Kitchener City Council
Kitchener City Council
On Monday, Kitchener City Council unanimously backed the creation of the Kitchener Studio Project, a centre meant to facilitate the intersection of art, design and technology, to be located at 44 Gaukel Street.

On Monday, Kitchener City Council unanimously backed the creation of the Kitchener Studio Project, a centre meant to facilitate the intersection of art, design and technology, to be located at 44 Gaukel Street.

Council has agreed to lease the building for a nominal fee to an educational conglomerate comprising Conestoga College, the University of Waterloo, and Wilfrid Laurier University, with Christie Digital, the Communitech Hub and Electronic Arts declaring their involvement as well.

In its inaugural year, approximately 70 students will take up the craft of wedding artmaking, tech, video games, music, websites and media creation in what promises to be a heady lunge towards the future.
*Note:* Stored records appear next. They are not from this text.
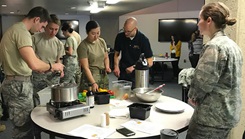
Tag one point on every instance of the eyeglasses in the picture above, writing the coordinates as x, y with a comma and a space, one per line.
128, 31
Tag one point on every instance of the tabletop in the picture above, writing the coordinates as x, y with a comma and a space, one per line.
176, 121
163, 59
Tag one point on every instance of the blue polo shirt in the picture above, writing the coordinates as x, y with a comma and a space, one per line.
131, 49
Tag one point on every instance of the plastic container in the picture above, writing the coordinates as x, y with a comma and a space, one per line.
139, 111
102, 98
121, 87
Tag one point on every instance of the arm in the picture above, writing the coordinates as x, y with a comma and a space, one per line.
150, 61
107, 63
116, 64
84, 64
36, 64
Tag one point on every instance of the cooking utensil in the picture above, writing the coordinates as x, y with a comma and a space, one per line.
64, 93
152, 97
148, 92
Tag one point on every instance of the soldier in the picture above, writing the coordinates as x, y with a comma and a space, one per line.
70, 58
49, 49
19, 60
93, 58
215, 86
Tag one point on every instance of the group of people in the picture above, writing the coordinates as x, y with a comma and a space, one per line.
214, 90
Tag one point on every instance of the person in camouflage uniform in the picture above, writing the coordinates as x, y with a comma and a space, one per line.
70, 58
49, 49
18, 60
215, 87
78, 39
93, 58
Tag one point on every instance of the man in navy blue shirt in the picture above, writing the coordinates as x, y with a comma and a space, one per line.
131, 44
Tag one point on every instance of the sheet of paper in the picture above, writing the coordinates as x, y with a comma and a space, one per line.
119, 103
119, 112
143, 126
92, 132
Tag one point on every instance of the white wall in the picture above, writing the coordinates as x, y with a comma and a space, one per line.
8, 20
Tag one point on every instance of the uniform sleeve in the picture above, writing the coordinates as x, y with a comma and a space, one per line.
117, 43
206, 75
82, 51
61, 50
23, 39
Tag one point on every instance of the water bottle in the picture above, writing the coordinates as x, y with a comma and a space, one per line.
90, 98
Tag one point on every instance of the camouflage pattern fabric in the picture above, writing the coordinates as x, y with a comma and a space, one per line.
197, 131
101, 79
71, 67
18, 98
40, 81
City council is treating the project as a pilot, with a re-evaluation due in five years.

“This is a unique approach to creating entrepreneurs and exciting digital content the tech sector is craving for,” said Councillor Paul Singh.

Leasing the existing empty space to Studio Project is a win-win for the city and universities, as the space, if leased to a business, would have required between $600,000 to $1 million to renovate. With the current agreement, the city will spend $200,000 on renovations with the conglomerate footing the remaining bill and ongoing costs.

The digital media program is already the fastest growing within Conestoga College’s curriculum, according to its dean, Mark Derro. One course that has already been announced features Bob Egan, Blue Rodeo’s steel guitar player, teaching a course in digital recording. “Virtually every different project pulls in a different type of skill set,” said Derro. “It’s almost like self-organizing systems where you take the best from different disciplines and then meld them together for one specific type of application.”

“The Kitchener Studio Project provides space for collaboration among major post-secondary academic partners and the technology industry,” says Silvia DiDonato, Kitchener’s manager of arts and culture, adding, “This really gives us a competitive edge as a community.”

The announcement of the new facility follows a year of encouraging actions and statements from Canada’s tech community, with OMERS Ventures’ John Ruffolo discussing the importance of failure and risk taking to the development of a healthy economy (this was crazy talk coming from a VC just two years ago), followed by Mike Lazaridis putting his own money into the development of the formerly pie-in-the-sky field of quantum computing, and Deloitte’s Jim Currie saying things like, “Business people who have a fine arts background are more innovative and creative and take more risk.”

Perhaps after decades of a monoculture business climate, Canada is ready to create the environment in which disparate forces can inspire one another to great things.